Conforme a Lei nº 8.069/90, art. 56, os dirigentes de estabelecimentos de ensino fundamental comunicarão ao Conselho Tutelar os casos de
- A)comportamento indisciplinado ou desrespeitoso dos estudantes no decorrer das aulas.
Errada, porque comportamento indisciplinado isolado não é a hipótese legal do art. 56 para comunicação obrigatória ao Conselho Tutelar.
- B)desobediência dos alunos às ordens dos professores ou demais funcionários da instituição de ensino.
Errada, pois desobediência a professores ou funcionários não é o caso previsto na lei para esse encaminhamento.
- C)troca de ofensas verbais ou não verbais entre estudantes ou entre estudantes e professores.
Errada, porque troca de ofensas entre alunos ou com professores pode gerar medida escolar, mas não é a hipótese específica do art. 56.
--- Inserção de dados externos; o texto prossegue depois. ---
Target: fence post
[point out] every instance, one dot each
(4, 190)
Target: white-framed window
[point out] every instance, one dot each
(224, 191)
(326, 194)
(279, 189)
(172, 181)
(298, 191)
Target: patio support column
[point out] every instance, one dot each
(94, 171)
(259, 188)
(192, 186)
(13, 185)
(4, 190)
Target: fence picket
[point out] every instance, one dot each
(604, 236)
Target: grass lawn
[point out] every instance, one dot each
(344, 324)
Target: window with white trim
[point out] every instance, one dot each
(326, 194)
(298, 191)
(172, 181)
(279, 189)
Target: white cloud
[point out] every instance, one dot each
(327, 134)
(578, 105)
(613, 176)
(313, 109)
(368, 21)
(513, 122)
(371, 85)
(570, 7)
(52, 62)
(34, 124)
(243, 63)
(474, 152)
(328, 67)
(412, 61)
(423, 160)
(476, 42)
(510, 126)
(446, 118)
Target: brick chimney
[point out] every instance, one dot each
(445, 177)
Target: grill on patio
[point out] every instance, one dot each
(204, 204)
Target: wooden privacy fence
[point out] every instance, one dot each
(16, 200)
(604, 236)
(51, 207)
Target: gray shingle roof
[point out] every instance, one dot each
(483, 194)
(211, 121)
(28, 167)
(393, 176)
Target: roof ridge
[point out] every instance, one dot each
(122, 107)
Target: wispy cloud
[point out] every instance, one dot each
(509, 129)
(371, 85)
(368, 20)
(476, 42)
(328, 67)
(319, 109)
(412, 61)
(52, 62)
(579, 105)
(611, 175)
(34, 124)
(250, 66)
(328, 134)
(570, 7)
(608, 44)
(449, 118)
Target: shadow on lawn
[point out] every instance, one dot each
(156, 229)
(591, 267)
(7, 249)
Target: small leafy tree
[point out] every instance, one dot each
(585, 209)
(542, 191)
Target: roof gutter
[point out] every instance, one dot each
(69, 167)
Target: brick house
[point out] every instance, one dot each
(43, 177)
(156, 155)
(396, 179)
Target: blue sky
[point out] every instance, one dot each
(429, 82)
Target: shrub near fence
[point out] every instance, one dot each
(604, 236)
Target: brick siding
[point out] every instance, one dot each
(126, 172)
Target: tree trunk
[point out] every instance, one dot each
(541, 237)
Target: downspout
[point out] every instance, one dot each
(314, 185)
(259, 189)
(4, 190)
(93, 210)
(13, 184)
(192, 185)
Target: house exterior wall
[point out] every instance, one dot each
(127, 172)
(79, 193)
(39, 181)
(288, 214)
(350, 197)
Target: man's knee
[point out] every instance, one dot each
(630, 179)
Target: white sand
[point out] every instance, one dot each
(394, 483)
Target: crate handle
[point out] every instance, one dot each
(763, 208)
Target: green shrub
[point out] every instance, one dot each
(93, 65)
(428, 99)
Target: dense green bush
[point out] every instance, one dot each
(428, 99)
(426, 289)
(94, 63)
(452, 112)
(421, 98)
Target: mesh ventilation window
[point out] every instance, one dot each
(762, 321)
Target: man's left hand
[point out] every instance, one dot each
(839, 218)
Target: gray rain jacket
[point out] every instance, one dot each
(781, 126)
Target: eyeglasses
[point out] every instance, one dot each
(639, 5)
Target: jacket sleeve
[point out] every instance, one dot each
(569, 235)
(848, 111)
- D)reiteração de faltas injustificadas e de evasão escolar, esgotados os recursos escolares.
Certa, pois o art. 56 do ECA determina a comunicação ao Conselho Tutelar em caso de reiteração de faltas injustificadas e evasão escolar, esgotados os recursos escolares.
- E)uso de vestimentas inapropriadas em ambiente escolar por crianças e adolescentes.
Errada, porque uso de vestimenta inadequada não aparece no art. 56 como hipótese de comunicação ao Conselho Tutelar.
Gabarito: D
O art. 56 do ECA traz deveres bem objetivos para os dirigentes de estabelecimentos de ensino fundamental. A ideia é simples: quando a escola já tentou resolver internamente o problema e ele continua, entra em cena a proteção da criança e do adolescente, com comunicação ao Conselho Tutelar. Nesse ponto, a lei fala expressamente em dois casos importantes: reiteração de faltas injustificadas e evasão escolar, depois de esgotados os recursos escolares. Ou seja, não basta uma falta isolada ou um problema pontual de disciplina. A escola precisa primeiro usar seus meios pedagógicos e administrativos. Por isso, o gabarito é a letra D. O Conselho Tutelar atua como órgão de proteção, não como “castigo” para qualquer comportamento inconveniente. A comunicação legal existe quando há risco à frequência e à permanência do aluno na escola, tema diretamente ligado ao direito à educação e à proteção integral. Na prática, a banca gosta de trocar ausência escolar séria por situações disciplinares genéricas. Então, se a pergunta falar de faltas reiteradas, evasão e esgotamento dos recursos escolares, acenda o alerta: é ECA puro, texto de lei na veia.